Charity. I am not a generous person, but I made sure to promise this as a resolution. I promised to pay back the council for all of their meddling with interest. All of this could have been done cleanly without any life lost at all, no life sacrificed nor torn asunder. However, this was only to further the ambitions of the council members. They are responsible for everything, every pain that we have suffered. And even more so, they had inflicted even worse pains on him.

Chastity. I cannot say that I was impressed. They got him back, or maybe they were happier that they managed to retrieves the items. He came back with all of his memories intact though I don't know how. He was startled at first and actually attempted to fight back. Tamara took him into a room to explain everything to him. When they emerged, he was back to normal, losing his form of Lust, but I felt nothing from Tamara. As her Half's Opposite, I should have been able to sense a change, but there was nothing. She was just as chaste as the day I met her.

Nostalgic. Different, but essentially the same is the phrase to describe him. His mannerisms and thoughts all provoked a profound emotion in me that reminded me of those days in the oasis. He was laid back with seemingly no care in the world, but was always watching to see if any could be bettered. He was interested in militarilistics but wanted them to not kill. He followed by a different rule that he wanted to avoid killing. His opponents were just as important as his own troops. At times like these, he reminds me of the past, and I wonder just how much he and that past him had went through.

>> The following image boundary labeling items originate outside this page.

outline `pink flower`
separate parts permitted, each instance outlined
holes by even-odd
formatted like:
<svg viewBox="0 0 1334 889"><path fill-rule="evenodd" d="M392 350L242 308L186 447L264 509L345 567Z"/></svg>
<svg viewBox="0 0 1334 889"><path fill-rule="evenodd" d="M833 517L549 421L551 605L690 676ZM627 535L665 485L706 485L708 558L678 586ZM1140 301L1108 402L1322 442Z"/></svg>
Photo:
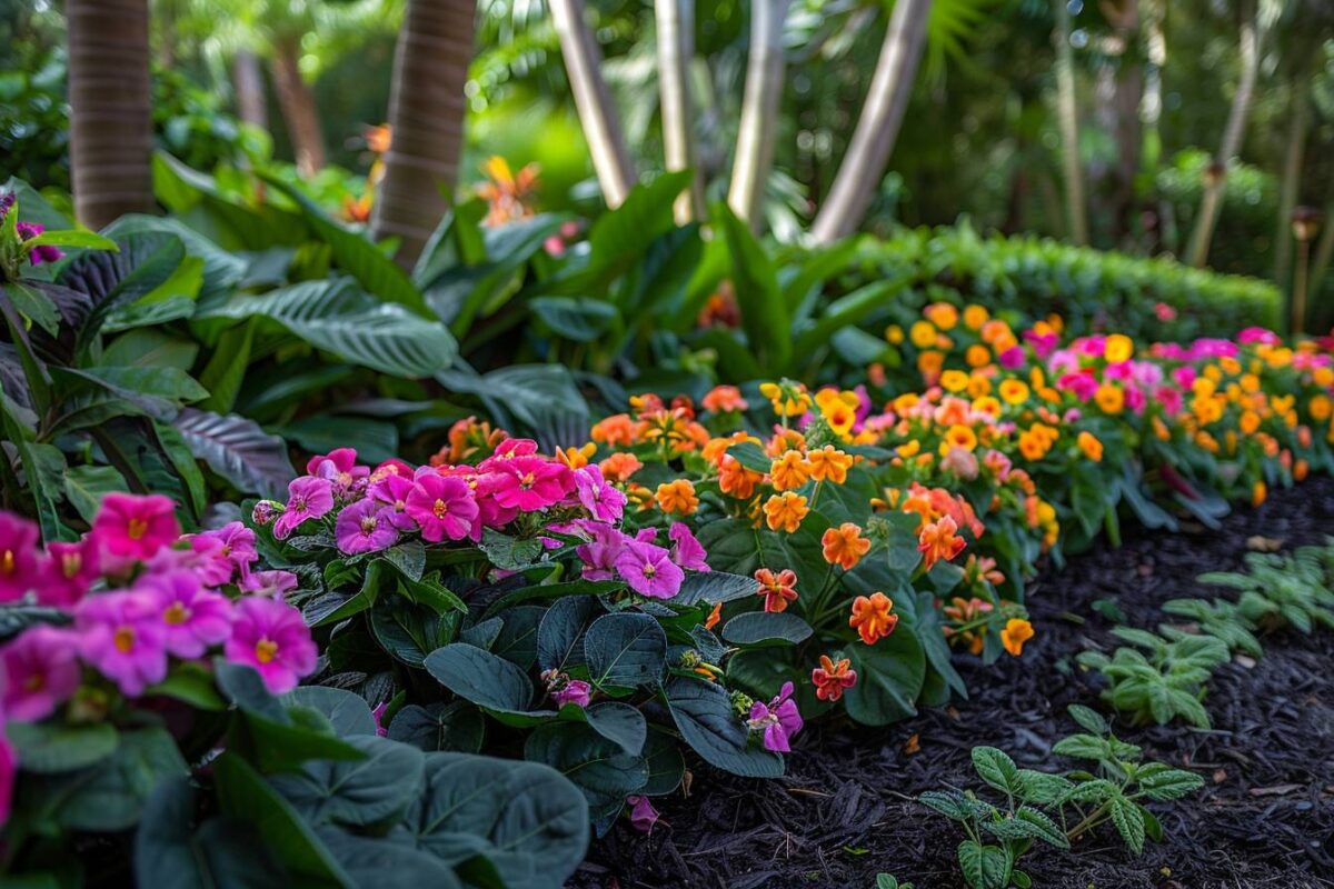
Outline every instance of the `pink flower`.
<svg viewBox="0 0 1334 889"><path fill-rule="evenodd" d="M296 688L315 672L319 649L301 613L276 598L249 597L236 602L227 660L259 670L272 694Z"/></svg>
<svg viewBox="0 0 1334 889"><path fill-rule="evenodd" d="M7 460L0 454L0 458ZM47 573L37 549L37 526L13 513L0 512L0 602L23 598L41 585Z"/></svg>
<svg viewBox="0 0 1334 889"><path fill-rule="evenodd" d="M320 518L334 508L334 482L301 476L287 485L287 510L273 522L273 536L284 540L307 518Z"/></svg>
<svg viewBox="0 0 1334 889"><path fill-rule="evenodd" d="M388 549L399 541L394 526L394 508L371 498L359 500L343 509L334 525L338 548L350 556Z"/></svg>
<svg viewBox="0 0 1334 889"><path fill-rule="evenodd" d="M595 462L575 470L575 490L591 518L620 521L626 512L626 494L607 484Z"/></svg>
<svg viewBox="0 0 1334 889"><path fill-rule="evenodd" d="M16 722L37 722L79 689L79 654L69 630L37 625L0 650L4 712Z"/></svg>
<svg viewBox="0 0 1334 889"><path fill-rule="evenodd" d="M704 552L703 544L691 533L690 525L683 521L674 521L671 528L667 529L667 536L676 544L671 550L671 560L674 562L690 570L710 570L708 562L704 561L708 558L708 553Z"/></svg>
<svg viewBox="0 0 1334 889"><path fill-rule="evenodd" d="M490 457L486 462L490 469L480 484L503 508L546 509L564 500L571 484L568 466L543 457Z"/></svg>
<svg viewBox="0 0 1334 889"><path fill-rule="evenodd" d="M434 544L467 537L479 512L471 485L458 476L423 473L407 498L408 516L422 528L422 538Z"/></svg>
<svg viewBox="0 0 1334 889"><path fill-rule="evenodd" d="M796 710L796 702L792 701L791 682L783 682L778 697L768 704L755 701L751 705L751 717L747 722L751 732L763 734L764 749L775 753L787 753L792 749L790 740L802 730L802 714Z"/></svg>
<svg viewBox="0 0 1334 889"><path fill-rule="evenodd" d="M412 493L412 476L387 473L371 482L371 498L390 508L390 522L399 530L416 530L416 522L407 512L408 494Z"/></svg>
<svg viewBox="0 0 1334 889"><path fill-rule="evenodd" d="M88 592L101 576L97 538L88 534L77 544L47 544L47 574L37 586L37 601L43 605L69 608Z"/></svg>
<svg viewBox="0 0 1334 889"><path fill-rule="evenodd" d="M241 577L240 589L252 596L283 596L296 589L296 574L289 570L255 570Z"/></svg>
<svg viewBox="0 0 1334 889"><path fill-rule="evenodd" d="M127 697L167 677L167 628L153 598L141 592L104 593L75 612L79 653Z"/></svg>
<svg viewBox="0 0 1334 889"><path fill-rule="evenodd" d="M176 508L163 494L107 494L92 530L103 552L119 560L148 561L180 537Z"/></svg>
<svg viewBox="0 0 1334 889"><path fill-rule="evenodd" d="M630 824L642 833L652 833L654 825L658 824L658 809L654 804L648 801L648 797L634 794L626 797L626 805L630 806Z"/></svg>
<svg viewBox="0 0 1334 889"><path fill-rule="evenodd" d="M616 556L616 573L630 588L650 598L671 598L680 592L686 572L662 546L630 540Z"/></svg>
<svg viewBox="0 0 1334 889"><path fill-rule="evenodd" d="M191 572L148 576L135 590L151 597L163 624L163 645L176 657L201 657L209 646L231 636L231 600L205 590Z"/></svg>

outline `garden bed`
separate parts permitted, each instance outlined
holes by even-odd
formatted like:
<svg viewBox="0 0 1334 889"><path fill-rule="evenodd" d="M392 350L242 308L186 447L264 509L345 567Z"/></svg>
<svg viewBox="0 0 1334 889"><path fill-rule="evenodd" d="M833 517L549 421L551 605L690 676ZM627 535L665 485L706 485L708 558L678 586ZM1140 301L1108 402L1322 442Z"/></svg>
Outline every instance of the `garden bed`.
<svg viewBox="0 0 1334 889"><path fill-rule="evenodd" d="M1066 705L1097 704L1093 677L1074 665L1090 646L1111 648L1117 610L1153 628L1169 598L1201 590L1205 570L1241 568L1257 537L1285 549L1322 542L1334 525L1334 480L1313 478L1242 509L1221 530L1130 532L1049 570L1027 590L1038 637L1022 658L991 666L963 658L971 698L886 730L850 722L811 725L788 774L770 782L696 769L690 800L662 801L652 836L618 824L595 842L572 886L866 886L878 872L918 889L960 886L958 825L916 794L975 784L968 750L1009 752L1019 765L1050 766L1050 746L1075 730ZM1025 858L1034 885L1085 889L1334 886L1334 640L1285 630L1265 657L1234 660L1210 682L1211 730L1182 725L1115 730L1146 757L1194 769L1202 793L1157 804L1166 833L1133 857L1103 828L1070 852Z"/></svg>

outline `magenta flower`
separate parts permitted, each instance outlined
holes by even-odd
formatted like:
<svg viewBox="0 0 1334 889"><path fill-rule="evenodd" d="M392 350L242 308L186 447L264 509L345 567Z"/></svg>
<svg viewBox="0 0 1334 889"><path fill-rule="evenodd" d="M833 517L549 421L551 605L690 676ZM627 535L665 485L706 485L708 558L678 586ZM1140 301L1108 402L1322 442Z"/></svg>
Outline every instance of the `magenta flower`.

Wise Ones. They died. Tamara insulted them even after that and I can partially understand her. This was her way of grieving. She focused on something else instead of being sad. Happiness was too strong and would not fit, there for she believed that if she made herself as much of a nuisance as possible, perhaps she can escape her sadness. Their death was a major blow militarily, but not a heavy one. Despite that, I too felt sorrow for their loss. They were wise and had often mentored me in many ways. I felt connected to them in a similar fashion to how I was mentally with him.

Promises. My life was a life of broken promises. I broke nearly every promise that I made or that were made to me. Perhaps this is my punishment for my sins. Despite the fact that I represent the exact opposite of the sins, I too am tarnished just as how Tamara and he were tainted with light. No, I dare not say he was tainted with light. He was just as tainted with light as he was with darkness. Either way, I was unable to keep my promises. I have not paid back the council for their actions with interest. I have not kept my promise to avenge Tamara. And, I have not kept the promise of meeting up with him again one day…

And so ends Taran's memories. How sad... No really, I actually teared up a bit when writing this. She is a typical tsundere (character who acts tough but is actually quite weak inside).